Before closing our presentation of computational results, we want to add that for practical development of a fast and stable MIP solver, there are three reasons to include presolve methods that show only neutral or even slightly negative impact on the MIPLIB 2017 benchmark set. First, there may be positive interactions between new and existing presolve methods. However, this was not the case for among the five methods presented in this work. Second, presolve methods with neutral or slightly negative performance impact in the benchmark set may have significant impact on other instances, as we have seen on the two-sided chance-constrained program instances for the technique described in Sect. 3.2 and for real-world supply chain instances for the technique described in Sect. 3.5. Finally, it is also important to actively involve new presolve methods in the development process of a solver to avoid overtuning of established methods. It could be, for example, that a new presolve method, which is not performing well at the moment, will reveal its potential in combination with a newly developed heuristic in the future. If this method had not been included in the development process, this would not have been apparent.

6 Conclusions

In this paper, we considered five two-row and two-column methods for mixed-integer presolve that are generally effective, but suffer from the limitation that simply testing all methods on all pairs of rows or columns is computationally not appropriate. We resolved this bottleneck by introducing two hashing-based pairing mechanisms that identify promising pairs of rows and columns quickly. During discussion of the five two-row and two-column presolve methods we focused on the required properties of promising pairs of rows or columns. Additionally we discussed an extension based on set packing constraints to further strengthen the results of the bound tightening method applied to convex combinations of two rows. We then introduced two hashing-based pairing mechanisms, implemented the ideas in the mixed-integer programming solver SCIP and conducted a performance evaluation on the MIPLIB 2017 benchmark set (miplib2017 2018).

The first pairing mechanism, based on a hashtable, aimed at pairs of rows (or columns) such that there exist at least two coefficients that can be cancelled simultaneously by linearly combining the rows (or columns). This is required by the two nonzero cancellation methods, which turned out to have neutral or slightly negative effect on the performance.

The second pairing mechanism uses four hashlists to find pairs of rows such that there exist at least two variables with opposite sign. This increases the chance of finding stronger variable bounds when applying the two-row bound strengthening methods presented in Sects. 3.3 and 3.4 . Using bound tightening based on convex combinations, we were able to improve solving times by 1% on the entire testset and by up to a considerable 6% for instances with longer solving times.

Finally, we experimented with applying the method presented in Sect. 3.4 to improve the bound strengthening required during the dual presolve method presented in Sect. 3.5, but observed that this leads to only few reductions and no performance impact.
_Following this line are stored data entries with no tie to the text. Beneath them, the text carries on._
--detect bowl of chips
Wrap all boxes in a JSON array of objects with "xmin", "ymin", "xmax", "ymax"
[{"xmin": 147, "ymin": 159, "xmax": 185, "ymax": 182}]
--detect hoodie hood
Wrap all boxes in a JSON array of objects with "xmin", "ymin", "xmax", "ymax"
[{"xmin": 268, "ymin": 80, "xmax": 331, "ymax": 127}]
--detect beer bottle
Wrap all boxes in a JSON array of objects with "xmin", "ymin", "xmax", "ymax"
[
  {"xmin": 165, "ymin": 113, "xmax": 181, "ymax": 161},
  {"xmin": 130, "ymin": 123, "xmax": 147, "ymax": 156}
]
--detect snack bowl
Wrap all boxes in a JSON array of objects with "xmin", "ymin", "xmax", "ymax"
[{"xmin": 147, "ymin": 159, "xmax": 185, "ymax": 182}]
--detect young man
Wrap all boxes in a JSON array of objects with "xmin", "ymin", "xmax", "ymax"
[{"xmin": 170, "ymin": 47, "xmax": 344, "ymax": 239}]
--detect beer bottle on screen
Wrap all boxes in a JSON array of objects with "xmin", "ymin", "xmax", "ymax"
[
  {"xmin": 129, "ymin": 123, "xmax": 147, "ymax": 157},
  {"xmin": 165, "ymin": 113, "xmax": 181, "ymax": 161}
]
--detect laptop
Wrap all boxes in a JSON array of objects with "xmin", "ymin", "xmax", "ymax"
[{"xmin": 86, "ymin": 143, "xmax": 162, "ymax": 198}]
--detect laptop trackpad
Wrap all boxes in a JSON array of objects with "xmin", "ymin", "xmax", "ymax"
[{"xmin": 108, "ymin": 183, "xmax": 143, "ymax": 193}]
This is largely due to the fact that many of the MIPLIB 2017 instances do not contain any continuous variables at all.

To conclude, the results of this paper demonstrate that two-row and two-column presolve methods hold potential for practically solving challenging mixed-integer programming problems when they are combined with a sophisticated selection mechanism. For the methods discussed in this paper, more extensive parameter tuning or extensions of the methods themselves may even lead to larger performance gains.

Other compelling directions for further investigation are finding new combinations of pairing mechanisms and two-row or two-column presolve methods as well as moving on to reductions based on three or even more rows or columns.